At the start of his mayoralty of the Chennai Corporation, he set before himself the target of completing within his term nine flyovers at important but difficult locations. Many at the time considered it unattainable, but he proved them wrong.

Eight of them were fully functional well within the targeted time, and just when the ninth was to be commissioned, the Government changed, miring it in the notorious Indian malaise of successors undoing the works of predecessors just for the heck of it.

Firing people’s imagination

I think it necessary to dwell on Mr Stalin as the do-er because a politician cast in the mould of a competent and capable manager endowed with vision and dynamism is a rarity anywhere in the world, and particularly so in India.

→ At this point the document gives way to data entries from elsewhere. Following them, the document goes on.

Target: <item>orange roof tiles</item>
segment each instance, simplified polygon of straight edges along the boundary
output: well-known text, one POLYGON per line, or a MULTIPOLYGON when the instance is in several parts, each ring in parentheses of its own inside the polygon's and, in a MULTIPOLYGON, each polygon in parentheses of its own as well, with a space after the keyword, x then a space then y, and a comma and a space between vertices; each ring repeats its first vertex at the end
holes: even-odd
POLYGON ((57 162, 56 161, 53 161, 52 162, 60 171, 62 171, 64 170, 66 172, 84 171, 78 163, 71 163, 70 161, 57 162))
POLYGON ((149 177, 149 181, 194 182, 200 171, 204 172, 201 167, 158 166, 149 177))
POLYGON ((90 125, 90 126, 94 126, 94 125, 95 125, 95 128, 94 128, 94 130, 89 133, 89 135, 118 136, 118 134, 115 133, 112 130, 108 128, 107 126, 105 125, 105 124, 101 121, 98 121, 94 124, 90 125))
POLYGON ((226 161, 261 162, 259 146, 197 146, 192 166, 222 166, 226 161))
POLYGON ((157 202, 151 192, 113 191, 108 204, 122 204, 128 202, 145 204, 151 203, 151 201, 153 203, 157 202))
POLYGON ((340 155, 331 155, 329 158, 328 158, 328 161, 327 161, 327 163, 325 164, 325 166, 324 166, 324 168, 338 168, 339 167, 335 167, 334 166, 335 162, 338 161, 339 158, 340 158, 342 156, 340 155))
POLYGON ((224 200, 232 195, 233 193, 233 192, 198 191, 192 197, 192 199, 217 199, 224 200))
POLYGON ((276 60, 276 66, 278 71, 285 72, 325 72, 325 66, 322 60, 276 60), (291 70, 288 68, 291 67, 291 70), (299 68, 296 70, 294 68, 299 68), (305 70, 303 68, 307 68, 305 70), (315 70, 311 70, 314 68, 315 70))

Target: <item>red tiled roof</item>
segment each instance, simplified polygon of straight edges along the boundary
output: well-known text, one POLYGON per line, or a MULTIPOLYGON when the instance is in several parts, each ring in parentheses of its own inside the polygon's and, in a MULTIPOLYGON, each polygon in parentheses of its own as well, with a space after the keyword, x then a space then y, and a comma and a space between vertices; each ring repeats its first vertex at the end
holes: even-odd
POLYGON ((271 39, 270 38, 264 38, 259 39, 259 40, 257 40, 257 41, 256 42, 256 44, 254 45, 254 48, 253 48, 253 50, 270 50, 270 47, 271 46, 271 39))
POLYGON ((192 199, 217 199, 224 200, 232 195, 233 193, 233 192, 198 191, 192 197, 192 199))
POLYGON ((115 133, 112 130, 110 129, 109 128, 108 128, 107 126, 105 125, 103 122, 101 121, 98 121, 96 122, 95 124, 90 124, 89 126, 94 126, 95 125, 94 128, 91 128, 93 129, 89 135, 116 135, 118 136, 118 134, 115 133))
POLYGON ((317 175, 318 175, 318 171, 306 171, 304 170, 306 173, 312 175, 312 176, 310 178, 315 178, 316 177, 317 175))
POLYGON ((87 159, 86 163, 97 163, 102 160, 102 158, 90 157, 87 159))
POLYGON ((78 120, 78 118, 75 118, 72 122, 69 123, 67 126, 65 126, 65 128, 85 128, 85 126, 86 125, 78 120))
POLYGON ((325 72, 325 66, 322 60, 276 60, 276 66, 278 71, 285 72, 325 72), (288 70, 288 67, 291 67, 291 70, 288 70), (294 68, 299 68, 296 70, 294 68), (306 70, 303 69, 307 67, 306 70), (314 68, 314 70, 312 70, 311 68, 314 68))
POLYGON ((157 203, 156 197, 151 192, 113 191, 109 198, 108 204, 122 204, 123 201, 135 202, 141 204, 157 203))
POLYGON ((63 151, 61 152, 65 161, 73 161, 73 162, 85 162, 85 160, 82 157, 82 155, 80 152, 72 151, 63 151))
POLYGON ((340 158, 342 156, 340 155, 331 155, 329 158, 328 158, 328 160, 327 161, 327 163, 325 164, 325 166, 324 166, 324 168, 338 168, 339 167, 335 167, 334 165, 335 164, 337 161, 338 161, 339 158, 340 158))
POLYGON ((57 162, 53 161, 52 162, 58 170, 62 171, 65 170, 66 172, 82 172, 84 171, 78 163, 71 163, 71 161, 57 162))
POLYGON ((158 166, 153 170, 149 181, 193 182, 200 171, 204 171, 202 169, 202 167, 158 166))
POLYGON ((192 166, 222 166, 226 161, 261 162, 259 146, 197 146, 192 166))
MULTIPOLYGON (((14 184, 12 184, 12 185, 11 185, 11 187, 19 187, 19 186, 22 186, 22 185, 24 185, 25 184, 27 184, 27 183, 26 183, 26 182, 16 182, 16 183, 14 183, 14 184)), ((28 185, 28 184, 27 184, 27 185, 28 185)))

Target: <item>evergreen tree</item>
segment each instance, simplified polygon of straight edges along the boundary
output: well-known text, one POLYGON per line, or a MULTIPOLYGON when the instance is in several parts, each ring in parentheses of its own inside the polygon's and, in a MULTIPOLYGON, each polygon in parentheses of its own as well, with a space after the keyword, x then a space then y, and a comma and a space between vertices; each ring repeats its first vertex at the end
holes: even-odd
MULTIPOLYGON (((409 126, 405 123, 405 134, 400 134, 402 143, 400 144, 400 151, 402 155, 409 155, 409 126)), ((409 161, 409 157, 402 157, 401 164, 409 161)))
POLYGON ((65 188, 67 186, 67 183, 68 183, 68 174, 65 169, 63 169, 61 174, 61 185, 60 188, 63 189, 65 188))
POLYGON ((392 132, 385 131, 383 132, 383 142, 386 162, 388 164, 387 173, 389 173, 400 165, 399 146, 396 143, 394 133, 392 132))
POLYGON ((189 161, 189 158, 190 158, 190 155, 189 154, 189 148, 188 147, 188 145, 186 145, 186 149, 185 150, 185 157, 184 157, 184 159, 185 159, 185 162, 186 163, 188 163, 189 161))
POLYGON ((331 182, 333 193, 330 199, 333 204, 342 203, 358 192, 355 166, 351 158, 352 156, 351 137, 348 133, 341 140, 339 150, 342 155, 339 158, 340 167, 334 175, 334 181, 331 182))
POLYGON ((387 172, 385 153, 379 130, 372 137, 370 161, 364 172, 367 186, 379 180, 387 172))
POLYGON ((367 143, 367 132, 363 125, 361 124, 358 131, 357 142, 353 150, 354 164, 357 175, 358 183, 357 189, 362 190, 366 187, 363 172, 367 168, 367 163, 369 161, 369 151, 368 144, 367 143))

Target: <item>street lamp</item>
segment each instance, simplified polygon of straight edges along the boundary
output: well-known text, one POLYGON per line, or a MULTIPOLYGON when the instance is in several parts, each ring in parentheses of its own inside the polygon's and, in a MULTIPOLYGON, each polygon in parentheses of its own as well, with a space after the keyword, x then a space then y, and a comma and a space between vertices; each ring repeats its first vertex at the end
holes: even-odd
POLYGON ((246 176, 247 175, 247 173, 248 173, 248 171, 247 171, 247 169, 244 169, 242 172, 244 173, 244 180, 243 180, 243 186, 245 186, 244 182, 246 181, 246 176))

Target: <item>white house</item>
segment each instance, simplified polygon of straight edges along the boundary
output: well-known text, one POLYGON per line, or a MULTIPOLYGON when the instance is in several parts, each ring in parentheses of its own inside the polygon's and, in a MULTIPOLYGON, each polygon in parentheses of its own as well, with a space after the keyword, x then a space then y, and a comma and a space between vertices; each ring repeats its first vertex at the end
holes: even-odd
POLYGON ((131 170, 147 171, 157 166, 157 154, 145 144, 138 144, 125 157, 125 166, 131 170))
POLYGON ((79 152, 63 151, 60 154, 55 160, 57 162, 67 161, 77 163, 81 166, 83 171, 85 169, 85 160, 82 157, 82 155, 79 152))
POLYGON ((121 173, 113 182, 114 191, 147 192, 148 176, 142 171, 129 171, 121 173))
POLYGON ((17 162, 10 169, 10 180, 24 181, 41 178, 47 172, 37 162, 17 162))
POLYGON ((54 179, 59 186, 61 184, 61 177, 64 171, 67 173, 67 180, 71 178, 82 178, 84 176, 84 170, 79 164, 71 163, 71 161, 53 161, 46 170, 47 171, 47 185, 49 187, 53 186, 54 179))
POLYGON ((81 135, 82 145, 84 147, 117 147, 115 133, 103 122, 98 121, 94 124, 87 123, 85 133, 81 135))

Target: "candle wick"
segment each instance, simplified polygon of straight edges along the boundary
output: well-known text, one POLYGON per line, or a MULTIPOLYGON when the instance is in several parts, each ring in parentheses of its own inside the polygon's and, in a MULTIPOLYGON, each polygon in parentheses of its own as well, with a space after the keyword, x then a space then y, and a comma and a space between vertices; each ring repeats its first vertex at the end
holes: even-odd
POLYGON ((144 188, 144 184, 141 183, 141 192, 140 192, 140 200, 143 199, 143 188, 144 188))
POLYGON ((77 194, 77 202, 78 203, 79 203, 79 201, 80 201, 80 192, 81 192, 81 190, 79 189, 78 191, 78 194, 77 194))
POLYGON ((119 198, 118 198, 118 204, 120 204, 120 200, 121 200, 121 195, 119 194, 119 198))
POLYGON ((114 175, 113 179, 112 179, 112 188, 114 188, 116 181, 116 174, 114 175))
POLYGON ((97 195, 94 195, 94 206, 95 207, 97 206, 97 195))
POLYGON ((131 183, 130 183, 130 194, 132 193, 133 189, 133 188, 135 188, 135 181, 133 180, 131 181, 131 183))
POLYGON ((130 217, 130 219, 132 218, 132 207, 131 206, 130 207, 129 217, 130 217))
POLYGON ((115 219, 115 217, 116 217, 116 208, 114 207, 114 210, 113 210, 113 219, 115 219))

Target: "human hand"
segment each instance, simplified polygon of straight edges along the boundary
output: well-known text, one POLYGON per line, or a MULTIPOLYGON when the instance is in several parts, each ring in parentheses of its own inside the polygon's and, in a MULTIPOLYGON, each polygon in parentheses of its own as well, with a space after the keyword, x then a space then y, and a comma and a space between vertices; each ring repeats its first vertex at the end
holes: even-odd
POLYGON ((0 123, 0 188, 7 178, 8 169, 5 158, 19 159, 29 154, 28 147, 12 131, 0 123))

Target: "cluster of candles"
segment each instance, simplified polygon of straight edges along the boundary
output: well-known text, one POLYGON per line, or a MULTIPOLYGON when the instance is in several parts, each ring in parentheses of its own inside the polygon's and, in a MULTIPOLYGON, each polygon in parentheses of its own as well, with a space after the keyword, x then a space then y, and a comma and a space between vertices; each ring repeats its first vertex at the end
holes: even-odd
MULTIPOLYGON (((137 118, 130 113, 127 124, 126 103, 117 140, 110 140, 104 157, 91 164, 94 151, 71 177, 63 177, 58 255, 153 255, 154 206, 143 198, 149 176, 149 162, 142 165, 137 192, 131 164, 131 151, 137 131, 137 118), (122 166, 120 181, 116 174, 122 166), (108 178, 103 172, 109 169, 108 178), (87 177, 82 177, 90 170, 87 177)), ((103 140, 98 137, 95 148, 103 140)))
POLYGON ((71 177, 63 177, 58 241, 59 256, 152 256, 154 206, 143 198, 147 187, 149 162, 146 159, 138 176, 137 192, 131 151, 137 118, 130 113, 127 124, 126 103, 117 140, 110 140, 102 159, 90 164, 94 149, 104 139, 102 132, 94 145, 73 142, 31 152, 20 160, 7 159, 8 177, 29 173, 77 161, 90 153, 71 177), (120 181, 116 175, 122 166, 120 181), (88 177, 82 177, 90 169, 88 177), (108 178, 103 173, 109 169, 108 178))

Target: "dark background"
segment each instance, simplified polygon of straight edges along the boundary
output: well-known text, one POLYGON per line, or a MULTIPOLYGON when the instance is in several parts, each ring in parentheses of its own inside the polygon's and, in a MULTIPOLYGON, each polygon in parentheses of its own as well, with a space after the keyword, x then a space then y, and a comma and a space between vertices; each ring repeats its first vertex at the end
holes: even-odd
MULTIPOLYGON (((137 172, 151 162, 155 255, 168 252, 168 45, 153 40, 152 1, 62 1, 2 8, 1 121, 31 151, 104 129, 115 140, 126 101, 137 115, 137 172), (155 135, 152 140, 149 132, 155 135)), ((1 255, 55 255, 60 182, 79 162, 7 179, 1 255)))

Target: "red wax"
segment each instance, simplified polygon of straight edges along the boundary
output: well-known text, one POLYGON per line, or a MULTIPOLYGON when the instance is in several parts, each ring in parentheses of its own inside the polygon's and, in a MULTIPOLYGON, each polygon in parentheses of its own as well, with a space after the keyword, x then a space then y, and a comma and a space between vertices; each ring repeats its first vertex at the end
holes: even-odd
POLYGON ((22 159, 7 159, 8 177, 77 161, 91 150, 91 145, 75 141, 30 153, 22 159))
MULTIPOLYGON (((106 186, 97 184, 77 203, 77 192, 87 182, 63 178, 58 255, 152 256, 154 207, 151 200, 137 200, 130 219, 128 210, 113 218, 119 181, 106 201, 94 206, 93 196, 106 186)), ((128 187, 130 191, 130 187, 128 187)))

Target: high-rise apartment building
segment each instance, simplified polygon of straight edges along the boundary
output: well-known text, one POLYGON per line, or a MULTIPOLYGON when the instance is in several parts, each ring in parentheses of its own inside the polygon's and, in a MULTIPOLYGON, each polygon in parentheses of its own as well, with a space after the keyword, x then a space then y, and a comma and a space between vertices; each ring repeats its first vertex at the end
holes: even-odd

No doubt the country as a whole, and Tamil Nadu, in particular, will stand to benefit from his flair for getting things done.

I only hope that he would not allow himself to be swallowed up by the kind of narrow, pernicious politics that has the State in its grip.

There is no idea so powerful as the one whose time has come, they say. Bold, visionary masterstrokes have a way of firing the people’s imagination and fusing their energies towards concrete achievement.

Chennai has a good model in Mumbai which is already the financial hub of the country.

The latter figures 10th (after London, New York, Chicago, Frankfurt, Tokyo, Seoul, Paris, Madrid and Milan) in the survey of the world’s biggest centres of commerce and finance flow hubs conducted by MasterCard Worldwide.

Compelling features

The ranking is based on an integration with equal weightage of five indicators — financial services network (signifying the presence and intensity of global banking institutions, insurance companies and global securities companies), and trading volumes in equity, bonds, derivatives and commodities.

Chennai has several compelling features going for it: It is the capital of a well-administered State known for its efficiency, discipline, labour productivity and work culture.

It has high quality physical and social infrastructure. It has emerged as the preferred destination for electronics and automobiles manufacture, and business process outsourcing. Japan and Korea especially are spreading the message of its irresistible appeal.

Turning Chennai into the country’s leading financial hub, as a prelude to helping it acquire a similar status on the global arena (and why not?) as well, is an eminently feasible proposition provided the groundwork is laid with meticulous attention by drawing on the knowledge and experience of top experts in the financial sector and the databases of the famed Wealth Management Institute in Singapore.

Financial services, in all their dimensions and with the needed reach, range and depth, cannot be established overnight.

The success of the hub hinges on access to capital, dependable and skilled professionals in IT-enabled services, accountancy and law, guarantee of financial stability, conducive business environment, facilitating and responsive governmental institutions and a fair but firm regulatory superstructure.

The Tamil Nadu Government should lose no time in setting up a multi-disciplinary Task Force for suggesting a roadmap to implement the idea within the shortest time possible.